(8) comments Back to story

Robert Braeking

There are two things that come out of the back of a chicken. One is eggs. The other is this proposal.

The unintended consequence will be that the cabs will drop off and pick up passengers on Port Industrial and create a bottle neck for traffic.

Craig Funni

Just another TAX. There is no justification to charge drivers $4.00 per entry other than to create a money grab. Way to go...

Ron Binkley

Money grab is correct!

Jack Reeves

This is the old "Octopus of The Gulf" raising it's head once again. The Port isn't targeting 1 person or entity; it targets everyone. That's what prompted the digging of the "ditch" to Houston's docks. Several years ago, they blocked a fellow from accessing his own property because several feet of his driveway were on their right of way. If they would focus on developing or refurbishing the resources they have, they wouldn't have to come up with these oppressive policies. They don't understand that without all of the peripheral businesses who support their "love boats", they dry up in nothing flat.

Joshua Moore

That's a dumb tariff that is only going to burden people in the strand. If they really want to raise more revenue, they should develop more space for layberths, which would generate far more money than some token taxi tariff.

Wayne D Holt

This is a case of doing what you can get away with rather than what is right. Just consider that with all the hoohah made about our cruise ship Nirvana here, the Port thinks pilfering nickels and dimes from those who bring the passengers to the destination is a sterling idea.

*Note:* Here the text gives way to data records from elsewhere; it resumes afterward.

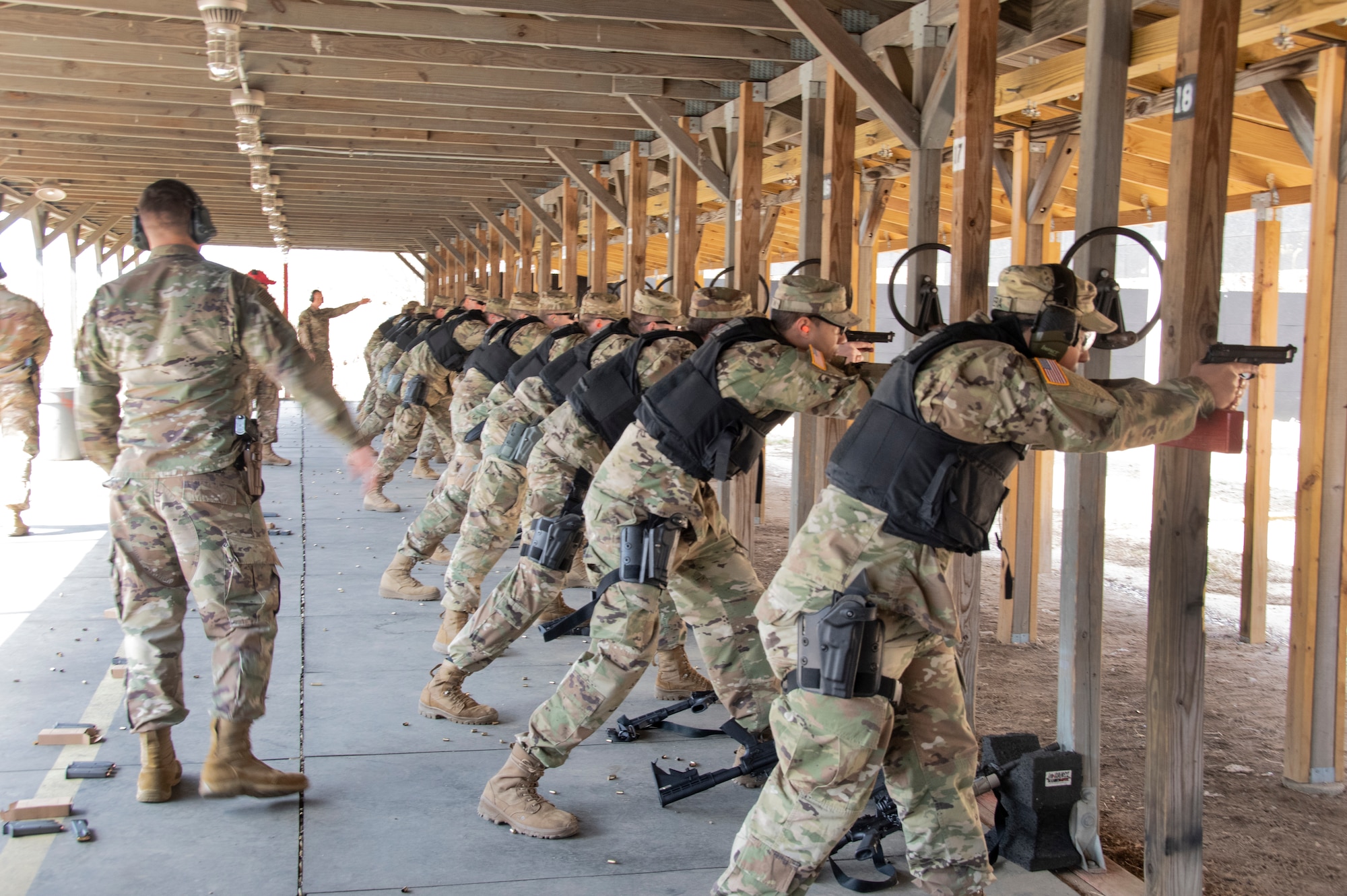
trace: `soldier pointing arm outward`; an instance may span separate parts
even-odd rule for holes
[[[959,616],[946,584],[954,552],[986,549],[1002,480],[1026,448],[1121,451],[1179,439],[1233,404],[1239,374],[1255,370],[1197,365],[1154,386],[1096,385],[1075,366],[1094,334],[1114,327],[1094,308],[1094,285],[1068,268],[1012,266],[991,316],[932,332],[880,382],[757,603],[768,659],[784,681],[770,712],[781,761],[714,893],[804,893],[881,768],[907,811],[917,885],[968,896],[991,881],[973,796],[978,745],[955,665]],[[819,626],[824,640],[822,626],[841,622],[828,611],[861,573],[884,624],[878,686],[834,681],[818,658],[806,662],[814,647],[801,647],[801,626]]]
[[[248,365],[291,391],[353,451],[366,478],[346,406],[299,348],[267,291],[206,261],[210,215],[178,180],[158,180],[136,209],[136,245],[150,258],[100,287],[75,346],[75,420],[84,453],[110,475],[116,601],[125,632],[127,712],[140,735],[136,799],[164,802],[182,776],[170,729],[187,717],[182,697],[182,620],[187,592],[213,642],[206,796],[280,796],[303,775],[259,761],[249,728],[265,709],[280,578],[260,490],[241,463]]]
[[[792,412],[851,417],[870,389],[828,362],[857,322],[842,284],[787,277],[770,320],[752,316],[748,295],[721,299],[737,305],[733,319],[692,322],[706,342],[643,394],[636,422],[594,474],[583,506],[585,560],[599,592],[590,646],[488,782],[478,813],[489,821],[531,837],[579,830],[537,795],[537,780],[603,725],[649,666],[665,595],[692,626],[721,702],[748,731],[766,731],[779,685],[753,618],[762,585],[710,480],[749,470]]]

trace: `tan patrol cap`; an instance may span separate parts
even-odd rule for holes
[[[622,319],[622,297],[610,292],[595,292],[590,289],[581,299],[581,316],[607,318],[609,320]]]
[[[851,312],[846,287],[835,280],[791,274],[783,277],[768,305],[772,311],[793,311],[811,318],[822,318],[838,327],[854,327],[861,316]]]
[[[519,295],[519,293],[516,293]],[[537,297],[539,315],[574,315],[575,296],[564,289],[548,289]]]
[[[687,326],[687,315],[683,313],[683,303],[675,296],[659,289],[637,289],[632,296],[632,311],[638,315],[661,318],[675,327]]]
[[[1074,277],[1076,283],[1075,299],[1070,289],[1059,287],[1070,284],[1067,277]],[[1055,299],[1055,293],[1060,293]],[[1065,305],[1076,312],[1080,327],[1094,332],[1113,332],[1118,324],[1095,311],[1094,300],[1098,291],[1088,280],[1082,280],[1063,265],[1010,265],[1001,270],[997,280],[997,296],[991,300],[993,311],[1009,311],[1028,318],[1037,316],[1048,303]]]
[[[753,296],[730,287],[703,287],[692,293],[688,313],[706,320],[733,320],[753,315]]]

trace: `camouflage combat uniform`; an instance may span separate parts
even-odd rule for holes
[[[591,369],[617,357],[633,339],[617,335],[595,351]],[[660,339],[641,350],[637,377],[648,389],[695,351],[687,339]],[[525,539],[532,534],[535,518],[558,517],[577,487],[579,471],[590,478],[598,471],[609,445],[571,408],[562,404],[543,421],[543,437],[528,459],[528,494],[521,505]],[[466,525],[466,523],[465,523]],[[462,542],[459,542],[462,544]],[[457,554],[455,548],[455,554]],[[449,659],[465,673],[485,669],[551,607],[566,585],[568,570],[548,569],[535,560],[520,557],[515,569],[496,585],[473,613],[467,626],[449,644]],[[659,651],[683,644],[687,628],[668,599],[660,605]]]
[[[156,248],[102,285],[85,315],[75,420],[85,456],[110,475],[113,593],[136,732],[187,716],[189,592],[213,643],[213,716],[252,720],[264,710],[280,578],[261,509],[236,465],[249,362],[338,440],[360,444],[345,404],[267,291],[191,246]]]
[[[990,318],[978,312],[973,320]],[[1214,408],[1196,378],[1103,387],[989,340],[939,350],[920,367],[913,391],[923,420],[956,439],[1071,452],[1177,439]],[[881,768],[905,813],[907,861],[919,885],[963,896],[993,880],[971,790],[978,744],[955,658],[952,553],[889,534],[885,519],[885,511],[826,487],[757,616],[772,669],[784,678],[797,666],[799,618],[827,607],[865,570],[885,623],[884,674],[897,681],[897,694],[890,702],[796,689],[776,700],[770,720],[781,761],[713,893],[806,892],[863,811]]]
[[[851,417],[870,396],[863,381],[828,366],[816,351],[776,340],[726,347],[717,378],[723,397],[760,418],[772,412]],[[669,460],[640,421],[628,426],[599,465],[585,499],[590,578],[597,583],[618,566],[622,526],[675,514],[690,525],[669,561],[668,591],[692,626],[721,702],[748,731],[761,732],[779,693],[752,613],[762,584],[730,533],[710,482]],[[589,650],[533,710],[528,732],[520,736],[528,756],[548,768],[560,766],[617,709],[655,654],[664,593],[655,583],[624,581],[603,593],[590,620]]]
[[[327,374],[327,382],[333,381],[333,352],[330,350],[327,327],[333,318],[341,318],[360,308],[361,303],[348,301],[335,308],[314,308],[310,304],[299,312],[299,323],[295,331],[299,335],[299,346],[314,359],[314,365]]]
[[[26,534],[28,476],[38,453],[38,367],[47,359],[51,328],[31,299],[0,287],[0,502]]]

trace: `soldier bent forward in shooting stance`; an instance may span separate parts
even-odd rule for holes
[[[488,782],[477,809],[488,821],[531,837],[579,830],[574,815],[537,795],[537,782],[649,666],[665,593],[692,626],[721,702],[748,732],[766,731],[779,685],[752,613],[762,585],[710,480],[750,470],[766,433],[791,413],[851,417],[870,397],[858,375],[828,363],[843,328],[858,320],[842,284],[785,277],[772,309],[772,320],[717,327],[647,390],[636,422],[595,474],[585,498],[585,560],[599,595],[589,650]]]
[[[1238,374],[1254,371],[1195,365],[1157,386],[1092,383],[1074,369],[1095,332],[1115,328],[1094,293],[1061,265],[1006,268],[994,319],[977,312],[917,342],[832,452],[830,484],[757,604],[784,682],[770,713],[780,763],[714,893],[804,893],[881,768],[905,813],[917,885],[970,896],[993,880],[954,648],[954,552],[987,548],[1002,482],[1026,448],[1121,451],[1179,439],[1237,401]],[[882,663],[834,679],[815,651],[835,638],[807,644],[803,626],[846,638],[849,620],[867,616],[882,623]]]
[[[706,291],[703,291],[706,292]],[[692,299],[692,313],[699,318],[735,318],[740,313],[752,311],[752,303],[744,293],[734,289],[715,289],[714,293],[727,293],[742,301],[709,303],[698,293]],[[599,304],[602,303],[602,305]],[[621,304],[617,296],[610,293],[589,293],[585,297],[585,307],[593,309],[607,307],[606,313],[620,315]],[[628,397],[636,400],[640,391],[632,389],[630,381],[636,379],[636,389],[644,390],[667,373],[680,365],[699,343],[695,334],[672,330],[671,326],[684,326],[687,318],[682,313],[678,299],[664,292],[641,289],[632,299],[632,316],[624,332],[614,332],[603,339],[607,330],[597,334],[589,342],[593,344],[577,347],[575,351],[587,351],[587,359],[582,363],[586,373],[578,378],[568,390],[574,396],[577,390],[590,394],[593,390],[605,391],[599,385],[610,382],[616,377],[617,389],[630,390]],[[628,330],[630,332],[625,332]],[[612,327],[609,330],[617,330]],[[636,334],[636,335],[632,335]],[[625,366],[618,362],[625,361]],[[521,386],[523,387],[523,386]],[[578,515],[581,502],[593,474],[598,470],[609,443],[599,432],[607,433],[616,441],[616,431],[621,433],[634,414],[634,402],[629,406],[621,401],[620,396],[606,391],[606,400],[591,402],[593,409],[602,416],[593,416],[598,431],[589,420],[579,416],[575,406],[567,400],[544,420],[539,428],[539,441],[528,456],[527,480],[528,492],[520,496],[517,506],[512,509],[513,515],[502,514],[497,522],[496,533],[502,534],[512,530],[519,514],[525,515],[524,546],[520,549],[519,564],[505,578],[496,585],[486,601],[478,607],[471,616],[466,618],[466,626],[457,635],[446,622],[440,627],[440,634],[435,640],[435,650],[449,654],[445,662],[431,670],[431,681],[426,685],[420,696],[420,713],[431,718],[450,718],[462,724],[494,722],[497,713],[490,706],[478,704],[471,696],[463,692],[463,681],[467,675],[485,669],[500,657],[506,647],[515,643],[535,620],[544,616],[550,607],[560,601],[562,588],[571,570],[571,561],[577,549],[583,541],[583,518]],[[478,479],[481,486],[482,479]],[[474,498],[477,488],[474,487]],[[563,519],[566,517],[566,519]],[[465,531],[469,526],[465,519]],[[551,535],[539,535],[535,521],[547,523]],[[562,535],[567,531],[567,535]],[[566,546],[554,542],[555,538],[564,538]],[[554,549],[546,545],[554,542]],[[462,538],[454,549],[455,558]],[[497,542],[497,548],[500,544]],[[529,549],[535,548],[539,557],[529,556]],[[501,548],[488,557],[494,560],[504,553]],[[485,565],[485,561],[484,561]],[[562,603],[562,607],[566,607]],[[566,607],[564,613],[570,613]],[[449,613],[446,613],[447,619]],[[672,604],[665,600],[660,607],[660,642],[656,651],[660,674],[655,683],[655,696],[659,700],[683,700],[692,692],[710,690],[711,683],[691,667],[683,643],[686,639],[686,626],[683,619],[672,611]]]
[[[0,281],[5,277],[0,268]],[[28,476],[38,453],[38,369],[51,348],[51,327],[32,299],[0,284],[0,498],[12,518],[7,535],[27,535]]]
[[[182,778],[170,729],[182,698],[182,620],[195,597],[210,638],[210,753],[205,796],[280,796],[303,775],[264,766],[249,728],[265,709],[280,578],[238,431],[244,374],[256,363],[353,448],[346,406],[253,280],[201,257],[210,215],[178,180],[140,196],[137,246],[150,258],[94,295],[75,347],[75,420],[86,457],[110,475],[113,587],[125,634],[127,714],[140,736],[136,799],[164,802]]]

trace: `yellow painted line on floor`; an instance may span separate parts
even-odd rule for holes
[[[112,667],[98,682],[98,689],[93,693],[93,700],[79,713],[78,721],[97,725],[100,732],[106,732],[112,725],[112,717],[121,705],[121,698],[127,693],[127,682],[123,678],[112,677]],[[69,744],[61,748],[61,755],[51,766],[51,771],[42,779],[38,799],[74,799],[82,779],[66,779],[66,766],[75,761],[88,761],[98,756],[102,744]],[[78,809],[78,806],[75,806]],[[70,837],[69,826],[63,834],[36,834],[32,837],[7,837],[4,850],[0,852],[0,896],[26,896],[32,887],[34,879],[42,869],[42,862],[47,858],[47,850],[57,837]],[[96,834],[97,835],[97,834]]]

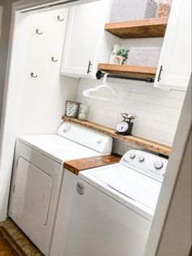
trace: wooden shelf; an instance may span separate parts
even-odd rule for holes
[[[122,38],[144,38],[164,37],[168,18],[131,20],[108,23],[105,30]]]
[[[154,141],[142,139],[140,137],[136,137],[133,135],[123,136],[123,135],[117,135],[116,134],[116,130],[114,129],[111,129],[111,128],[109,128],[109,127],[99,125],[99,124],[96,124],[91,121],[82,121],[76,118],[71,118],[71,117],[63,117],[63,119],[64,121],[78,124],[80,126],[97,130],[103,134],[107,135],[114,139],[117,139],[124,142],[133,143],[133,144],[140,146],[145,149],[148,149],[148,150],[158,152],[158,153],[161,153],[165,156],[169,156],[172,150],[172,148],[167,145],[160,144]]]
[[[146,78],[155,78],[157,71],[157,68],[155,67],[115,65],[108,64],[98,64],[98,69],[109,73],[110,74]]]

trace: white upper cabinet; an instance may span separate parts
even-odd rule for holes
[[[97,1],[70,9],[62,74],[95,77],[108,2],[108,0]]]
[[[186,90],[191,73],[191,0],[173,0],[155,86]]]

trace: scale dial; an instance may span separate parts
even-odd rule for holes
[[[129,129],[129,123],[127,121],[121,121],[117,125],[116,130],[120,133],[124,133]]]

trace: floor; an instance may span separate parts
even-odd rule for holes
[[[40,250],[32,243],[32,241],[11,218],[7,218],[7,221],[1,223],[0,226],[3,226],[5,227],[17,245],[24,251],[26,255],[43,256]]]

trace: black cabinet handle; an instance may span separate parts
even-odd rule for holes
[[[91,61],[89,60],[89,65],[88,65],[88,69],[87,69],[87,73],[89,74],[91,71],[90,71],[90,67],[92,66],[92,63]]]
[[[157,82],[159,82],[159,81],[161,80],[160,76],[161,76],[161,73],[162,73],[163,70],[164,70],[164,69],[163,69],[163,66],[161,65],[161,66],[160,66],[160,70],[159,70],[159,77],[158,77]]]

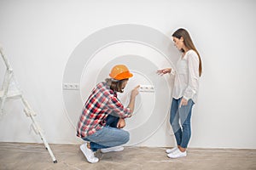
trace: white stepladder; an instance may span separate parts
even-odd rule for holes
[[[23,97],[23,94],[21,93],[21,90],[20,89],[17,82],[15,81],[14,77],[14,72],[13,70],[7,60],[7,58],[3,53],[3,49],[0,47],[0,53],[2,55],[2,58],[4,61],[4,64],[6,65],[6,72],[4,75],[3,83],[3,87],[0,89],[0,116],[3,115],[3,106],[6,99],[20,99],[22,101],[22,104],[24,105],[24,112],[26,115],[26,116],[30,117],[32,122],[32,128],[35,131],[37,134],[39,134],[41,137],[42,141],[44,144],[44,146],[46,150],[49,151],[53,162],[57,163],[57,160],[55,159],[49,144],[47,143],[44,135],[42,133],[41,128],[38,126],[38,122],[35,121],[34,116],[36,116],[36,113],[32,109],[32,107],[29,105],[26,99]],[[11,89],[10,86],[13,86],[14,89]]]

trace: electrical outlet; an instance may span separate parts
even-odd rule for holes
[[[154,92],[154,87],[152,85],[140,85],[140,92]]]
[[[78,83],[63,83],[62,88],[64,90],[79,90],[79,84],[78,84]]]

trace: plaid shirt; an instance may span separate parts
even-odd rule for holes
[[[102,128],[106,125],[106,117],[113,111],[122,118],[131,116],[131,110],[124,107],[117,99],[116,92],[105,82],[100,82],[85,102],[78,123],[77,136],[84,138]]]

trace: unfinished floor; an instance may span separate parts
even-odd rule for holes
[[[50,144],[53,163],[42,144],[0,143],[0,169],[251,169],[256,170],[256,150],[189,149],[188,156],[170,159],[166,148],[125,147],[121,152],[96,152],[100,162],[88,163],[79,145]]]

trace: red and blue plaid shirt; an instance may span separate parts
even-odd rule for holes
[[[100,82],[85,102],[78,123],[77,136],[84,138],[102,128],[106,125],[105,119],[113,111],[122,118],[131,116],[131,110],[124,107],[118,99],[116,92],[105,82]]]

It's not like those drivers enjoy some wide profit margin...like a port director would enjoy, for example.

I hope Uber and Lyft drivers have a sign prominently posted in their vehicles reading: You may thank the Port of Galveston for your ride costing $4.00 more than I wanted to charge you."

Charlotte O'rourke

“The port operates nearly 4,000 parking spaces on its property. Those spaces generated about $8.1 million in revenue in 2019. Parking revenues at the port have increased substantially over the past five years. In 2015, parking generated about $6.31 million.”

The problem with this analysis statement is the board needs to determine if it has increased parking market share and actual profits. Since the port raised the parking ticket price (e.g. $70 to $90), one would expect the operating revenue to increase, but with the additional new parking department, director position, and parking employees the question is: has the NET profit increased in this area? The board should also ask for the reports showing parking cars and cruise passenger ratios from 2015 through 2019 to determine progress on addressing the parking market share as the port has experienced a record number of passengers.

Miceal O'Laochdha

If the new "Director of Mobility" cannot answer the question of whether the $7.50 charge to taxis is an annual (one-time) fee or a per-pick-up (hundreds of times?) fee, suggest the POG return his salary to the budget; no need for this position to be filled.

Once they figure out how much they actually charge taxis, Lyft and Uber should pay the same fees.